植田総裁が海外出張で不在となる中、次回9月の金融政策決定会合に向けた執行部からの重要なメッセージとして、物価上振れへの警戒感が示された形です。
9月会合に向けた利上げ観測、物価動向が政策判断の焦点に
日銀執行部が利上げ継続の姿勢を明確にしたことで、市場では9月の金融政策決定会合に向けた追加利上げの観測が強まっています。
氷見野氏が「物価が2%を超えていく可能性」を政策判断の焦点に挙げたことは、従来の緩和的なスタンスから、より物価動向に敏感なタカ派的な判断へと軸足が移りつつあることを示唆しています。

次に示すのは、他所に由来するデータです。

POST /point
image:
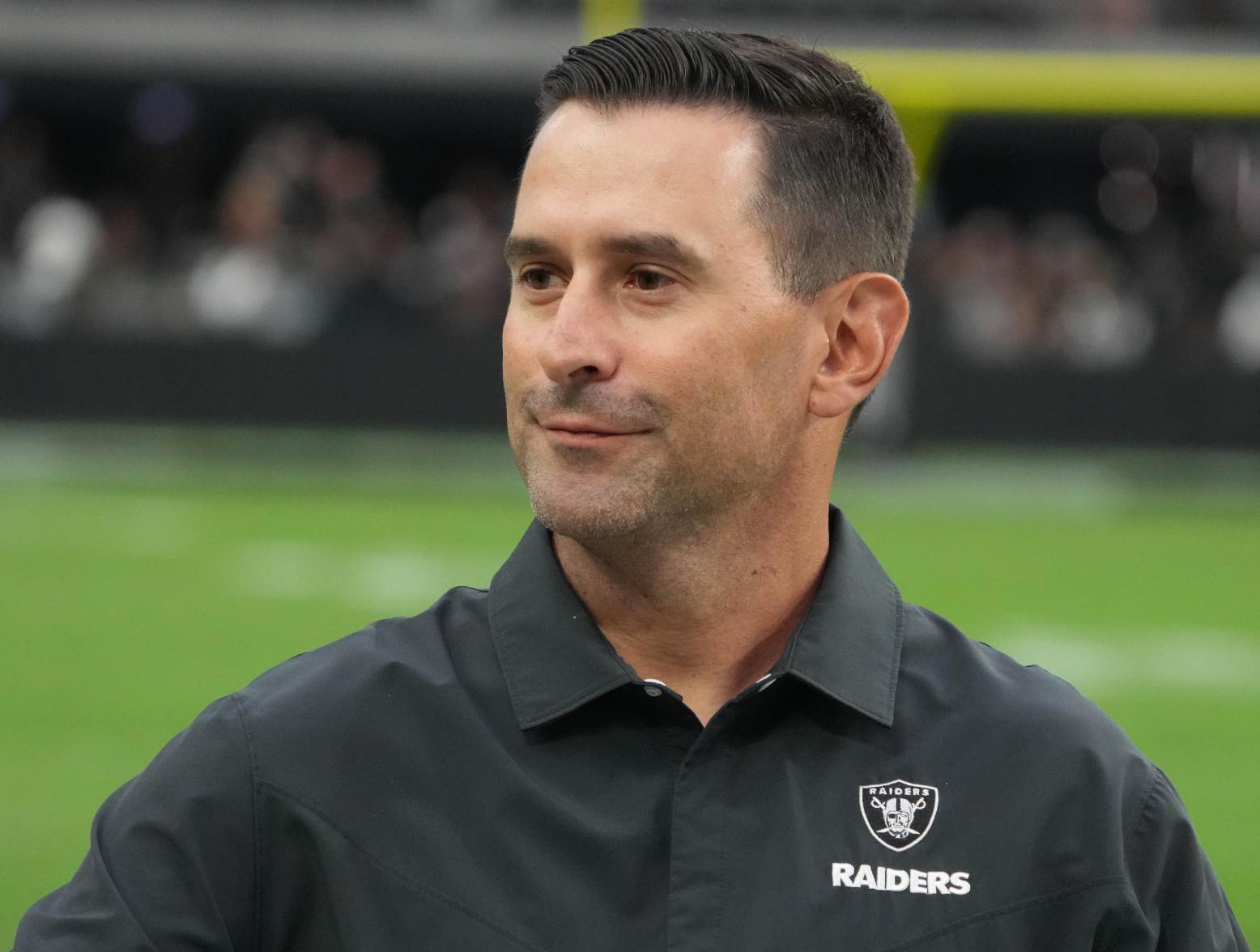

実質金利がマイナスであるという現状認識が、今後の利上げペースを決定づける主要な判断基準となります。
次回会合で実際に利上げが決定されるか、あるいは据え置きとなるかによって、今回の「利上げ継続」という方針の具体化の度合いが判明します。
今後発表される消費者物価指数などが、氷見野氏が懸念を示した「2%を超えていく可能性」を裏付ける数値となるかどうかが、現在の利上げ判断を強化または弱化させます。